Frequently Asked Questions
What is the biggest performance killer in .NET APIs?
In our experience, sync-over-async is the most damaging because it directly reduces thread pool efficiency and can cause cascading failures under load. However, the answer depends on your specific workload — for I/O-heavy APIs, it's often the top issue; for compute-heavy ones, serialization or caching may be more critical.
Should I always use async methods in my API controllers?
Yes, for any I/O-bound operation (database calls, HTTP calls, file system access). For CPU-bound operations, async doesn't help and may add overhead. But in practice, most API endpoints do some I/O, so async is recommended. Just avoid mixing sync and async.
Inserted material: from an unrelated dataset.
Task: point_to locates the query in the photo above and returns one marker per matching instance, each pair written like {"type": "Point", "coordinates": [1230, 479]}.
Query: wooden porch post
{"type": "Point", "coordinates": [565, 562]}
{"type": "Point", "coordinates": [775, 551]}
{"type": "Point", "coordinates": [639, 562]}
How do I choose between in-memory and distributed caching?
Use in-memory caching for single-instance deployments or for data that doesn't need to be shared. Use distributed caching (Redis, SQL Server) when you have multiple instances and need consistency. Also consider hybrid approaches: cache locally with a short TTL and use distributed cache as a fallback.
Is it worth migrating from Newtonsoft.Json to System.Text.Json?
For new projects, absolutely — start with System.Text.Json. For existing projects, weigh the migration effort against performance gains. If your API handles large payloads or high throughput, the migration can yield significant improvements. Use the System.Text.Json compatibility package if you need to preserve some Newtonsoft.Json attributes.
Final Recommendations
To wrap up, here are three specific actions you can take this week to improve your .NET API's performance:
First, audit your codebase for sync-over-async patterns. Search for .Result, .Wait(), and .GetAwaiter().GetResult() in async methods. Fix each occurrence by making the call chain fully async. This single change often yields the biggest improvement.
Second, enable response compression in your ASP.NET Core middleware. Add services.AddResponseCompression() and app.UseResponseCompression() in your startup. This reduces payload size by up to 70% with minimal CPU cost.
Third, review your database connection pooling settings. Ensure you're using async methods and disposing connections quickly. If you see timeout errors, increase the pool size temporarily, but investigate the root cause. Consider using a connection monitoring tool to track open connections.
Performance tuning is an ongoing process — start with these fixes, measure the impact, and iterate. Your users will notice the difference.